Omega 3 supplementation can lead to benefits like:

  • Prevent prenatal or postpartum depression;
  • Reduce the risk of pre-eclampsia;
  • Reduce the risk of premature labor
  • Reduce the risk of low birth weight
  • Reduce the risk of the development of autism, ADHD and learning disabilities in the baby
  • Decreased risk for allergies or asthma in the baby
  • Improved neurocognitive development in the baby

Omega 3 supplementation can also occur while breastfeeding to ensure nutritional necessities are met in both the mother and the baby. Supplementation in this case should be done as directed by the doctor. 

Daily recommended dose

The daily recommended dose of omega 3 will vary with age.
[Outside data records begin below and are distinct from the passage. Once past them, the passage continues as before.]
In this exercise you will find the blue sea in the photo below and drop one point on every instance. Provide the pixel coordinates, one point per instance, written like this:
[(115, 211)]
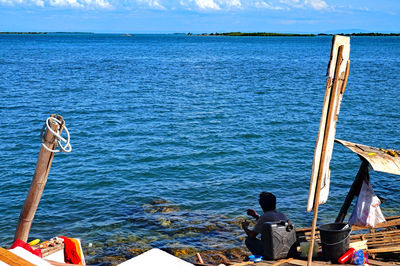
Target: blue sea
[(175, 136)]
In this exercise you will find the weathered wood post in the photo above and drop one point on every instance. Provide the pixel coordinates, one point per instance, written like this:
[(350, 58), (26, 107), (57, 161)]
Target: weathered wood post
[(39, 179), (338, 70)]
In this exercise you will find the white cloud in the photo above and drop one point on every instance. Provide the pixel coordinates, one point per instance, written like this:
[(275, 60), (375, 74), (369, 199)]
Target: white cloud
[(154, 4), (207, 4), (234, 3), (265, 5), (60, 3), (316, 4), (65, 3)]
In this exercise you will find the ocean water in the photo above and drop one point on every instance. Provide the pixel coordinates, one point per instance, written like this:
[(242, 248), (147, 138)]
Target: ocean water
[(175, 136)]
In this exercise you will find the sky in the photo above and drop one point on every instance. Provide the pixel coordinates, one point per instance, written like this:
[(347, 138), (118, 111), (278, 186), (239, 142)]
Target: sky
[(200, 16)]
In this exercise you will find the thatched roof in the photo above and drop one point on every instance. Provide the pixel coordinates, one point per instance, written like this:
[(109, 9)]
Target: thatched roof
[(381, 160)]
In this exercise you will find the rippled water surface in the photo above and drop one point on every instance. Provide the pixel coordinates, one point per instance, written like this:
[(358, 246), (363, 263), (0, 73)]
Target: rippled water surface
[(174, 137)]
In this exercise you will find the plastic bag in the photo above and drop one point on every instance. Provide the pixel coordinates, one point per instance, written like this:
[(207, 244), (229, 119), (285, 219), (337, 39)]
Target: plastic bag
[(367, 211)]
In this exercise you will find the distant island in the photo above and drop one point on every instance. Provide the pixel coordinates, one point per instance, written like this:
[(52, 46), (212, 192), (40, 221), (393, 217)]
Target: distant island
[(36, 32), (271, 34)]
See the recommended doses below:

  • Babies from 0 to 12 months: 500 mg;
  • Children from 1 to 3 years old: 700 mg;
  • Children from 4 to 8 years old: 900 mg;
  • Boys from 9 to 13 years old: 1200 mg;
  • Girls from 9 to 13 years old: 1000 mg;
  • Boys from 14 to 18 years old: 1600 mg;
  • Girls from 14 to 18 years old: 1100 mg;
  • Adult and elderly men: 1600 mg;
  • Adult and elderly women: 1100 mg;
  • Pregnant women: 1400 mg;
  • Breastfeeding women: 1300 mg.

It it important to note that if you are supplementing due to an omega 3 deficiency, supplementation should be supervised by your doctor or dietitian.
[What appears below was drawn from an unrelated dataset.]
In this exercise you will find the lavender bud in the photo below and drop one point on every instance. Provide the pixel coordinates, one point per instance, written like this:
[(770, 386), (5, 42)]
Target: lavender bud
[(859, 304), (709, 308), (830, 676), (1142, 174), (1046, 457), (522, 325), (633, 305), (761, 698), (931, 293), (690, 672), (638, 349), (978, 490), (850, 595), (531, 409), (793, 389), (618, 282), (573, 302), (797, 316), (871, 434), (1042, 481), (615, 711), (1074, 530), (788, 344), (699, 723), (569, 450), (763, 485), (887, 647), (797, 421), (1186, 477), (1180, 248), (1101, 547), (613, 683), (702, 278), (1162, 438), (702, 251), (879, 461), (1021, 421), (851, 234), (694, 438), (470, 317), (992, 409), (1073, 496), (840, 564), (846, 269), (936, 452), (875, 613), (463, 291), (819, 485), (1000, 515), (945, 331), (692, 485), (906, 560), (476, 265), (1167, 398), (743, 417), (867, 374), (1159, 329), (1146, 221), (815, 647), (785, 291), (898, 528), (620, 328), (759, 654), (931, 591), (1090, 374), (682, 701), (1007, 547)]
When to take omega 3 supplements

Omega 3 supplementation is usually indicated for a variety of reasons, like during pregnancy and breastfeeding, if there is a deficiency, or for treatment of flaky skin or acne. In addition, omega 3 can be recommended to prevent diseases like diabetes, Alzheimer’s and cardiovascular illness.

To prevent decreased levels of omega 3, you should maintain a balanced diet and opt to consume fish at least twice per week. Vegetarians can use flaxseed oil (to season salads, for example), which should be consumed at least once a day.

How to select the best supplement

Omega 3 supplements can come in many forms, like fish oil, cod liver oil, or krill oil. Vegetable-based options include seaweed oil, flaxseed oil or chia seed oil.

To pick the right supplement for you, we recommend the following:

  • Opt for supplements that contain solely EPA, or supplements that contain more EPA than DHA in their capsules
  • Fish-based oils are ideal, as they contain the best quality of omega 3
  • Read supplement labels to ensure they are sustainably sourced, contain pure oil, and report the percentage of EPA and DHA within capsules

EPA and DHA dosing will vary with different manufacturers. Fish-based oils will contain about 1000mg of fish oil per capsule, about about 180mg of EPA and 120mg of DHA. Seaweed oil contain 100mg to 300mg of DHA, although some can also contain EPA.

Additionally, you should give preference to omega 3 supplements that are easier to absorb, like those with fatty acids natural triglycerides, re-esterified triglycerides, and phospholipids. You should avoid supplements with ethyl esters.